文献类型： 外文期刊

作者： Zeng, Fanchao ¹ ; Gao, Qing ¹ ; Wu, Lifeng ² ; Rao, Zhilong ¹ ; Wang, Zihan ¹ ; Zhang, Xinjian ³ ; Yao, Fuqi ¹ ; Sun, Jinwei ⁴ ;

作者机构： 1.Ludong Univ, Sch Hydraul & Civil Engn, Yantai 264025, Peoples R China

2.Nanchang Inst Technol, Sch Hydraul & Ecol Engn, Nanchang 330099, Peoples R China

3.Tianjin Acad Agr Sci, Inst Agr Resources & Environm, Tianjin 300383, Peoples R China

4.Ludong Univ, Sch Resources & Environm Engn, Yantai 264025, Peoples R China

关键词： CPSO-XGBoost model; standardized precipitation evapotranspiration index; multi-timescale analysis; drought prediction; swarm intelligence optimization; China

期刊名称：ATMOSPHERE （ 影响因子：2.3； 五年影响因子：2.5 ）

ISSN：

年卷期： 2025 年 16 卷 4 期

页码：

收录情况： SCI

摘要： Accurate drought prediction is crucial for optimizing water resource allocation, safeguarding agricultural productivity, and maintaining ecosystem stability.
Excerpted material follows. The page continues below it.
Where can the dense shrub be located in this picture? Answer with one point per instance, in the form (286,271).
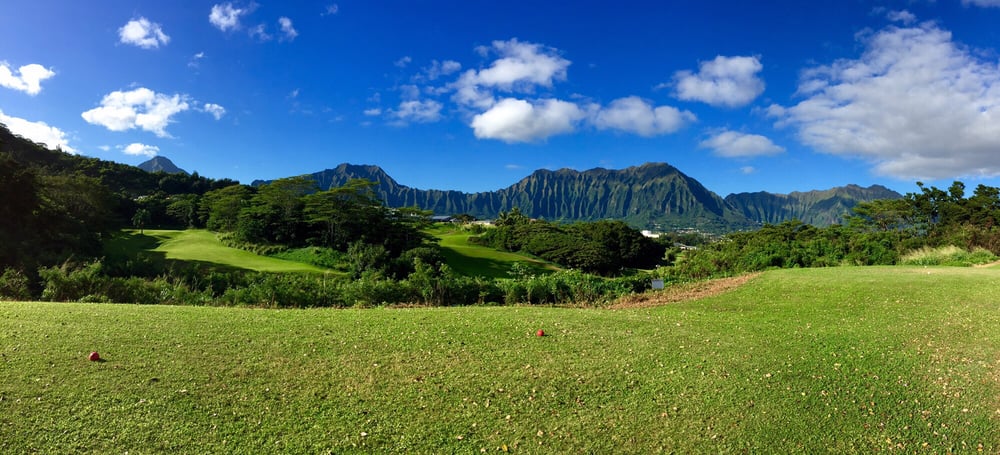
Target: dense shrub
(14,285)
This study develops a methodological framework for short-term drought forecasting using SPEI time series (1979-2020) and evaluates three predictive models: (1) a baseline XGBoost model (XGBoost1), (2) a feature-optimized XGBoost variant incorporating Pearson correlation analysis (XGBoost2), and (3) an enhanced CPSO-XGBoost model integrating hybrid particle swarm optimization with dual mechanisms of binary feature selection and parameter tuning. Key findings reveal spatiotemporal prediction patterns: temporal-scale dependencies show all models exhibit limited capability at SPEI-1 (R-2: 0.32-0.41, RMSE: 0.68-0.79) but achieve progressive accuracy improvement, peaking at SPEI-12 where CPSO-XGBoost attains optimal performance (R-2: 0.85-0.90, RMSE: 0.33-0.43) with 18.7-23.4% error reduction versus baselines. Regionally, humid zones (South China/Central-Southern) demonstrate peak accuracy at SPEI-12 (R-2 approximate to 0.90, RMSE < 0.35), while arid regions (Northwest Desert/Qinghai-Tibet Plateau) show dramatic improvement from SPEI-1 (R-2 < 0.35, RMSE > 1.0) to SPEI-12 (R-2 > 0.85, RMSE reduction > 52%). Multivariate probability density analysis confirms the model's robustness through enhanced capture of nonlinear atmospheric-land interactions and reduced parameterization uncertainties via swarm intelligence optimization. The CPSO-XGBoost's superiority stems from synergistic optimization: binary particle swarm feature selection enhances input relevance while adaptive parameter tuning improves computational efficiency, collectively addressing climate variability challenges across diverse terrains. These findings establish an advanced computational framework for drought early warning systems, providing critical support for climate-resilient water management and agricultural risk mitigation through spatiotemporally adaptive predictions.